しかし、要件を満たしているはずが、不支給となってしまうケースもあります。
よくある失敗事例・注意点をみてみましょう。
雇用保険関係
両立支援等助成金の申請は雇用保険適用事業者でないとできません。
従業員を雇っていれば雇用保険へ加入していると思われますので、問題にはなりにくいのですが、対象の従業員が雇用保険に加入していない場合などは見落としがちですから注意しましょう。
書類の不備
助成金の申請にはさまざまな書類を添付しなければなりません。
申請書・対象の従業員の就労実績がわかる書類・子の出生日が確認できる書類・要件を満たす環境整備を行ったことが証明できる書類など、もれなく準備する必要があります。
申請書への記入もれにも注意しましょう。
申請期間を過ぎてしまった
申請期間を過ぎてしまって申請できなくなるという失敗もあります。

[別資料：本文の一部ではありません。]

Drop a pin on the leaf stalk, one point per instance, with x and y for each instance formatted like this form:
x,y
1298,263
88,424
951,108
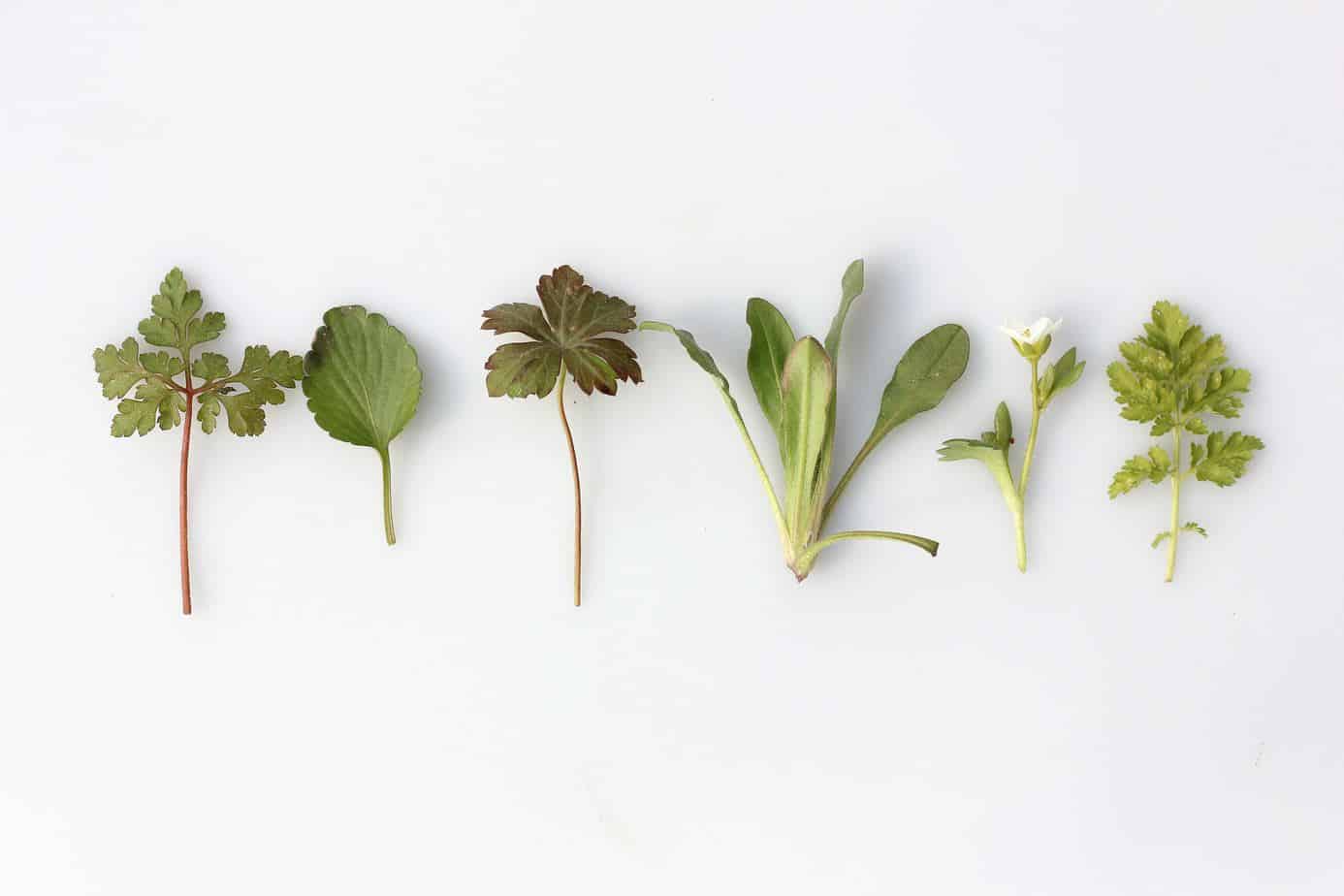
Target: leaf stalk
x,y
389,529
181,501
578,494
1176,478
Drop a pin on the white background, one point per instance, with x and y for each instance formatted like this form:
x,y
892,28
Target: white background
x,y
343,718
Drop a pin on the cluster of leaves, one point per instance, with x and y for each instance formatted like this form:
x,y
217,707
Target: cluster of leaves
x,y
1173,377
1059,376
992,448
794,382
564,335
160,400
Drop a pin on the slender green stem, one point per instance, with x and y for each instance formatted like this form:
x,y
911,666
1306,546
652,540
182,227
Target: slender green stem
x,y
1176,477
845,480
578,497
1019,523
807,558
1020,509
765,477
387,496
1031,435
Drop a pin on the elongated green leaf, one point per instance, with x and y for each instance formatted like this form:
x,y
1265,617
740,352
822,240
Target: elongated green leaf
x,y
363,383
851,286
706,362
772,337
929,368
808,391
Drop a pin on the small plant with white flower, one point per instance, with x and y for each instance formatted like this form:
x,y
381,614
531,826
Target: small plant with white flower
x,y
992,446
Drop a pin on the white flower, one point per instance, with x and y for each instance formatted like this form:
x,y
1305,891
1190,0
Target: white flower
x,y
1031,336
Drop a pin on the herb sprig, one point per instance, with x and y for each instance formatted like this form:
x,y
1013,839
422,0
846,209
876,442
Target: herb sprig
x,y
1173,376
794,380
163,400
564,337
992,448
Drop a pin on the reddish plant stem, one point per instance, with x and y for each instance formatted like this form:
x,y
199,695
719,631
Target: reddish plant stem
x,y
181,505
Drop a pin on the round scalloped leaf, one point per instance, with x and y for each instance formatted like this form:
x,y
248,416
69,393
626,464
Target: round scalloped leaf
x,y
363,382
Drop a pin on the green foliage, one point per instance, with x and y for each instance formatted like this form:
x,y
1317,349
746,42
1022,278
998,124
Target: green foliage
x,y
564,334
164,387
363,383
1223,459
1059,376
160,398
566,330
1175,377
794,382
1153,467
1190,527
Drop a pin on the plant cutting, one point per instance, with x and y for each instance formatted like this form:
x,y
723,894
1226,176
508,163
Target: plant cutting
x,y
564,337
363,383
1172,376
163,400
992,446
794,382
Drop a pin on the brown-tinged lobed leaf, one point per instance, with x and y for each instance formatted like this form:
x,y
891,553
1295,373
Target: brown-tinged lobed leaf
x,y
564,330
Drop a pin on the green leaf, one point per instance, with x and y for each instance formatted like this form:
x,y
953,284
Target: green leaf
x,y
155,403
118,368
1190,527
808,390
209,367
363,383
772,338
1061,375
1136,471
564,330
851,286
1226,457
264,373
362,377
175,323
706,363
995,460
1003,428
928,369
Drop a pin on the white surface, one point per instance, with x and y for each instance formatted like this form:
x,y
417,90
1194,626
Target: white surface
x,y
341,718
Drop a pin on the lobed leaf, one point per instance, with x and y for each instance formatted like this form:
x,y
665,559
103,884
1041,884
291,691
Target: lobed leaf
x,y
922,377
1225,457
1151,467
772,338
564,331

書類の準備や環境の整備にてこずってしまい、申請をあきらめるケースもあるようです。
助成金申請の準備は早めに行いましょう。
受給できない事業者とは
両立支援等助成金を受給できない事業者もいます。
労働保険料を納入していなかった事業者や、3年以内に不正受給をした事業主、1年前までに労働関係法令の違反をした事業主、性風俗関連営業を行う事業主、暴力団とかかわりがある・暴力主義的破壊活動を行った(行う恐れのある)団体に属している事業主や役員がいる場合などです。
実態とは異なる書類を作成することにより助成金を受給しようとすると、助成金が不支給になるだけではなく、詐欺罪で刑事告発される恐れもありますから注意しましょう。
まとめ
今回は育児に関する助成金を紹介しました。
男性も育児に積極的に参加することが奨励される時代です。
助成金を上手く利用することで、男女問わず育児休暇を取りやすくし、人材の確保、従業員のモチベーションアップ、ひいては会社の評判アップに役立ててみてはいかがでしょうか。